During the course of this project, we have reported a novel procedure that addressed the challenge of functionalising phenols at the electronically disfavoured meta position. CO2 has been used to install a temporary and “traceless” directing group, a carboxylic acid, using a Kolbe–Schmitt type reaction. This ortho-carboxylated phenol is used to direct a C-H activation meta to the hydroxyl substituent (ortho to the acid group), overriding the inherent reactivity of the molecule. Thus, after Kolbe–Schmitt carboxylation, a tandem arylation–protodecarboxylation process regenerates CO2 to give a meta-functionalised phenol, leaving no trace of the directing group. This represents the first meta-selective arylation of phenols in a one-pot operation, which uses CO2 as a traceless directing group, allowing the synthesis of meta-arylphenols from phenols containing moderately electron-rich or electron-poor substitution at C2 and C3. The study was completed with an efficient three-step synthesis of a gamma-secretase inhibitor, starting from 3-bromo phenol in 41% overall yield, far surpassing the eight steps and 6% overall yield of the patented process.

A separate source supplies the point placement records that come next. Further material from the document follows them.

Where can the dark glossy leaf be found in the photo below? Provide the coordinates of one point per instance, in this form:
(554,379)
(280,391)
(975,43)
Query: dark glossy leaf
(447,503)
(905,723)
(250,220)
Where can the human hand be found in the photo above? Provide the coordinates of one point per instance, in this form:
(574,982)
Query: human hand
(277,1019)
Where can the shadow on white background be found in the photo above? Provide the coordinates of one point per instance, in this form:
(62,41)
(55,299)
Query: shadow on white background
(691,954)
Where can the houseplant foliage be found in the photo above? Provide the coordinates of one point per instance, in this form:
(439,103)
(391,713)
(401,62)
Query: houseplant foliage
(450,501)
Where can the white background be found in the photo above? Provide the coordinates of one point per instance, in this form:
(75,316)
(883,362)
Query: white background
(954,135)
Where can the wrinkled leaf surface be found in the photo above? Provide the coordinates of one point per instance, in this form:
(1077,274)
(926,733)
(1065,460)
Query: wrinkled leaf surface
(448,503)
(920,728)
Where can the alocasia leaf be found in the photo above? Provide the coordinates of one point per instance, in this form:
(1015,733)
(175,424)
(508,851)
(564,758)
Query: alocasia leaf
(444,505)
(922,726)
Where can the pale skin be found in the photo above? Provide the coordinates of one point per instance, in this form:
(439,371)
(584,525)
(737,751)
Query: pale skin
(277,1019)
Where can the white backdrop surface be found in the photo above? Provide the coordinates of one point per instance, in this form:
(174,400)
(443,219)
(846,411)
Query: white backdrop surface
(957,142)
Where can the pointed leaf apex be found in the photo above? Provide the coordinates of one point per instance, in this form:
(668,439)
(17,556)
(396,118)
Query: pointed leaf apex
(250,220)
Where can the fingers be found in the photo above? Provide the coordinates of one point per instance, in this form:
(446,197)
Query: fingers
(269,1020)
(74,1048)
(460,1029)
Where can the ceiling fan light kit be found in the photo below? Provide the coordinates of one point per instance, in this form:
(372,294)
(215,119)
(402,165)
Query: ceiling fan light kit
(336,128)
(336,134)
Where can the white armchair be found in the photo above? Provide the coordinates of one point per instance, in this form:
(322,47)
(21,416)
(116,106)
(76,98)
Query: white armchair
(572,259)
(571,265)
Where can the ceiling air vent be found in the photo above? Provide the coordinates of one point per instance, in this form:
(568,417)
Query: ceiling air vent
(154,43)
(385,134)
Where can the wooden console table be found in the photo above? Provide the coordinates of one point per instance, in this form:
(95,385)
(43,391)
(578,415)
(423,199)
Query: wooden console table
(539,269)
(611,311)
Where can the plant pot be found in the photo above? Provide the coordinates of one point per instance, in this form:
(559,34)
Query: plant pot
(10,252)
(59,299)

However, due to the intrinsic harsh requirements for the Kolbe–Schmitt carboxylation, these processes required the use of high pressures of CO2 (25 atm), high temperatures (190 ºC) and, consequently, of specialized autoclave equipment. Furthermore, significantly electron-deficient phenols (such as 3-nitrophenol, or 3-trifluoromethylphenol) were not suitable substrates due to lack of reactivity towards carboxylation. In this way, we decided to study the arylation of salicylic acids, which are readily available starting materials, and also easily synthesised from phenols via a variety of routes. Therefore, we envisaged that an exploration of the suitability of salicylic acids for the general synthesis of meta- substituted biaryls would be of significant utility.

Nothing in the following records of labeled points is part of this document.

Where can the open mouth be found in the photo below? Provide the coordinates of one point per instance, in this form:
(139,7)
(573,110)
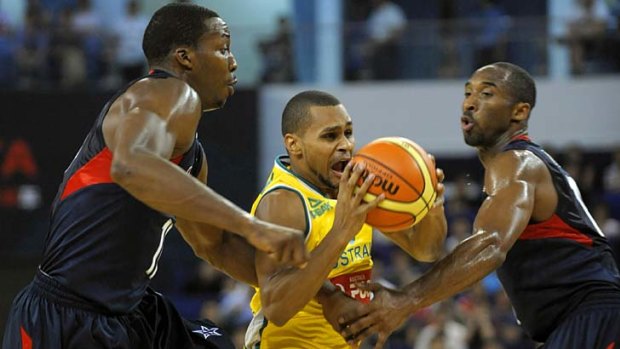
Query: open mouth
(466,123)
(338,166)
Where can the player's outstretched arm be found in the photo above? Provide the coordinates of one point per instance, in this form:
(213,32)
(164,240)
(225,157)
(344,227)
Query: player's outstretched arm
(285,291)
(425,241)
(511,183)
(147,126)
(225,251)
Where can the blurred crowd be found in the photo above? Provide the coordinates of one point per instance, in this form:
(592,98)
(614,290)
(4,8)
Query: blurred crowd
(481,318)
(399,40)
(69,46)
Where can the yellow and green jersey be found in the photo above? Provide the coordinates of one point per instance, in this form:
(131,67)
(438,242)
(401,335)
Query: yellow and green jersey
(308,328)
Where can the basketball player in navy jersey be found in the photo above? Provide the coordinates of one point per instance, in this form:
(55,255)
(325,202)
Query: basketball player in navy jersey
(533,228)
(139,171)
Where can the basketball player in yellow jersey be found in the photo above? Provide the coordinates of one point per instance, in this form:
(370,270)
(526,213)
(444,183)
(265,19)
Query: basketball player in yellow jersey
(312,189)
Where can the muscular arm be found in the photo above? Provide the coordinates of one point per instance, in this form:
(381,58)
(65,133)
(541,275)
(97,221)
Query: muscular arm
(285,291)
(142,131)
(155,120)
(225,251)
(511,181)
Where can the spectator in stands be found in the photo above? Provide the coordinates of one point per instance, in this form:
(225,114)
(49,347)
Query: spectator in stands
(7,54)
(491,42)
(277,54)
(586,34)
(385,26)
(66,52)
(32,48)
(444,325)
(88,24)
(128,30)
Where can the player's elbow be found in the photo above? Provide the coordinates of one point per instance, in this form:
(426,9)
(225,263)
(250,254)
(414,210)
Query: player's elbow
(492,250)
(121,172)
(428,256)
(276,315)
(275,309)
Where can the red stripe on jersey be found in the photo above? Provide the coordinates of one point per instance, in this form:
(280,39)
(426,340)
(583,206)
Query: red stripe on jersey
(347,283)
(554,227)
(26,340)
(95,171)
(178,159)
(521,138)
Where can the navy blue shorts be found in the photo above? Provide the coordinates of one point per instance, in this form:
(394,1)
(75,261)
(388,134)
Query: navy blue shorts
(594,327)
(47,315)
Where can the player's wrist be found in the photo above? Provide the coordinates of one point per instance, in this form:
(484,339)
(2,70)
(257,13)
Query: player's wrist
(326,293)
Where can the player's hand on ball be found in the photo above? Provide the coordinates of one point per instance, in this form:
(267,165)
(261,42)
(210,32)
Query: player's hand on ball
(385,315)
(440,189)
(351,210)
(283,244)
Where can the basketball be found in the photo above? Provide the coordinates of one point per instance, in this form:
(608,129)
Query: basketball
(405,174)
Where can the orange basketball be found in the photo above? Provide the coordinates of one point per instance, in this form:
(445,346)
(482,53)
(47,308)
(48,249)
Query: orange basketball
(406,174)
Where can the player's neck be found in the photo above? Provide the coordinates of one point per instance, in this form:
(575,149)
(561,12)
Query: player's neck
(164,68)
(487,152)
(310,177)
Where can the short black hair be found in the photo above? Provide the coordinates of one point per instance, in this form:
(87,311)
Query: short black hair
(174,25)
(296,114)
(520,82)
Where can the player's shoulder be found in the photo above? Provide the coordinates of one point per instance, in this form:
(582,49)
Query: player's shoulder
(169,94)
(521,163)
(282,196)
(283,205)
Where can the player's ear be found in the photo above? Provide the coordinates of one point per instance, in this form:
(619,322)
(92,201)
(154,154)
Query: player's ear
(292,144)
(521,112)
(184,57)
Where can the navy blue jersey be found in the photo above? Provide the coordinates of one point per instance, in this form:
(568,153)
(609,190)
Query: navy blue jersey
(104,244)
(561,264)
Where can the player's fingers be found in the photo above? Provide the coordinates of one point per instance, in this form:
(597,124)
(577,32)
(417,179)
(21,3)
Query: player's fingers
(440,175)
(359,195)
(374,203)
(277,253)
(356,173)
(346,175)
(382,338)
(362,335)
(358,326)
(369,286)
(432,158)
(300,254)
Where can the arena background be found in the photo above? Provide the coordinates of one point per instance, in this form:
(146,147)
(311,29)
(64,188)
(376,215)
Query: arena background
(286,46)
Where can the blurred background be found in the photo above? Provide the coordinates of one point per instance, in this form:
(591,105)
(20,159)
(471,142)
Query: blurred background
(399,68)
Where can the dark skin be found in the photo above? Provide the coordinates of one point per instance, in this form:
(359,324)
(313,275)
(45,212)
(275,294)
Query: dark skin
(313,152)
(156,120)
(515,181)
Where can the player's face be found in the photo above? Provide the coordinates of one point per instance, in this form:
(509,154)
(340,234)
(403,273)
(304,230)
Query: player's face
(327,143)
(215,66)
(487,107)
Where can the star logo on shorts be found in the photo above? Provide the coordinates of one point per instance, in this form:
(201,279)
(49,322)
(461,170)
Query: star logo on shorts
(207,332)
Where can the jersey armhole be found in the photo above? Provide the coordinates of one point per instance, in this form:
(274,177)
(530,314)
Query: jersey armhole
(303,202)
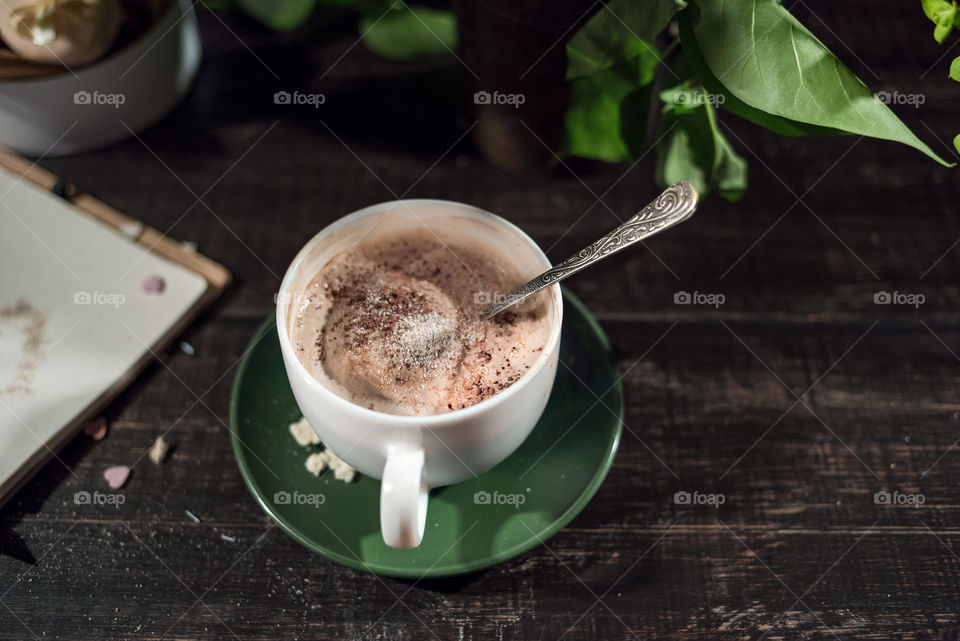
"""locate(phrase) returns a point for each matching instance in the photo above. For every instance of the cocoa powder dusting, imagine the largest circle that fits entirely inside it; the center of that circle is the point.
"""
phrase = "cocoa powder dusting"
(396, 326)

Thus, we identified efficient conditions for the arylation–decarboxylation process starting with salicylic acid and a iodoarene. Our optimized reaction conditions for the reaction of salicylic acid (1.0 equiv.) with aryl iodides (3.0 equiv.) involved the use of 2 mol% PEPPSI-IPr as a catalyst, 0.5 equiv. each of K2CO3 and Ag2CO3, in AcOH at 150 ºC. We showed that both electron-rich and electron-poor salicylic acids react smoothly under our tandem arylation–protodecarboxylation leading to the corresponding meta-arylphenols with complete regioselectivity. Besides, a silver-free C-H arylation process, recently reported in our group was applied for the synthesis of meta-substituted biaryls. Satisfyingly, the Ag-salt can be conveniently replaced by a cheap and readily available organic salt, NMe4Cl, which makes these reactions increasingly attractive for large scale synthesis and industrial processes.

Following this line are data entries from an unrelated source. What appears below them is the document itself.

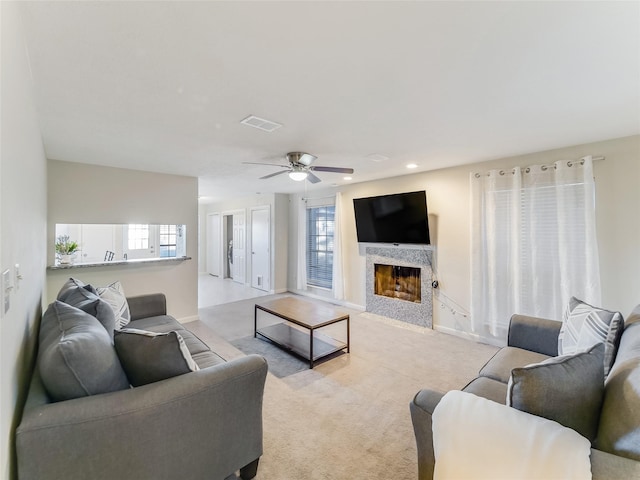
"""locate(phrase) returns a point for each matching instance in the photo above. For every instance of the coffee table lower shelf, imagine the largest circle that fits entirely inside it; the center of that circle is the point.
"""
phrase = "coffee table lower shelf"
(299, 342)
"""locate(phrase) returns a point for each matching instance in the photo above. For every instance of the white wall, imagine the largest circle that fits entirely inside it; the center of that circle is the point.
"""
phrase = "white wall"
(82, 193)
(23, 208)
(448, 199)
(279, 204)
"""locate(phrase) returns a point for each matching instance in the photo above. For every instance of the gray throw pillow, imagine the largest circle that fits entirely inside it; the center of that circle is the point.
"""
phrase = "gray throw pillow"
(584, 325)
(76, 357)
(114, 295)
(71, 284)
(567, 389)
(85, 297)
(149, 357)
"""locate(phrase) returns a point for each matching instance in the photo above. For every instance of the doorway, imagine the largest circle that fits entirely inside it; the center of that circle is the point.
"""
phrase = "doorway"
(260, 248)
(213, 244)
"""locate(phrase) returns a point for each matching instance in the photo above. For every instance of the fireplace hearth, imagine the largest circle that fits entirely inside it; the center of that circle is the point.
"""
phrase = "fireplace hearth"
(395, 281)
(399, 284)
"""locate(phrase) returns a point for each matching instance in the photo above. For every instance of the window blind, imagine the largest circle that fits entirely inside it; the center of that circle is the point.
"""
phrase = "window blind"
(320, 232)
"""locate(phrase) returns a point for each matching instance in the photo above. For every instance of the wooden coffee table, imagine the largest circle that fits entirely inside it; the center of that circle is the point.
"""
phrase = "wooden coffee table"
(299, 331)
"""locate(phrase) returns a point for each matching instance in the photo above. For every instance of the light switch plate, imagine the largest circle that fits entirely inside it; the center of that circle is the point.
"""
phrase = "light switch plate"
(6, 290)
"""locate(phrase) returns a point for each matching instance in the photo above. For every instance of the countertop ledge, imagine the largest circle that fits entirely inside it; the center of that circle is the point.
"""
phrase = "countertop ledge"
(120, 263)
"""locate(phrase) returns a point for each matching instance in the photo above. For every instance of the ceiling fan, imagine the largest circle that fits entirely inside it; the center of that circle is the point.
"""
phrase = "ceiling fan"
(300, 167)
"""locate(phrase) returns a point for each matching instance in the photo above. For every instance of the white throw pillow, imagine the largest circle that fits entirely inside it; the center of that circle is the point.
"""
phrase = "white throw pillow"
(114, 295)
(584, 325)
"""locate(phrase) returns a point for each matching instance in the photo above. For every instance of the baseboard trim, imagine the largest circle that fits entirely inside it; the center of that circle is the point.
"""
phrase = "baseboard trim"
(458, 333)
(191, 318)
(333, 301)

Furthermore, these substrates can then be easily functionalized at the C–O bond, resulting in a highly versatile and straightforward approach towards meta-biaryls, highlighting salicylic acids as attractive starting materials for the synthesis of these structural motifs.
We envisage that this traceless directing group strategy will be applicable to the development of other useful one-pot meta-functionalization processes, opening a new route for the preparation of biaryls in a more efficient and simple manner than currently available methods. This is expected to have immediate impact by facilitating access to chemical compounds needed for research in other areas, such as medicinal chemistry and molecular biology, materials science, etc. Furthermore, the use of this methodology in industrial applications would reduce the number of operations needed for the preparation of a target compound, thus reducing the cost and favouring the sustainability of the overall process.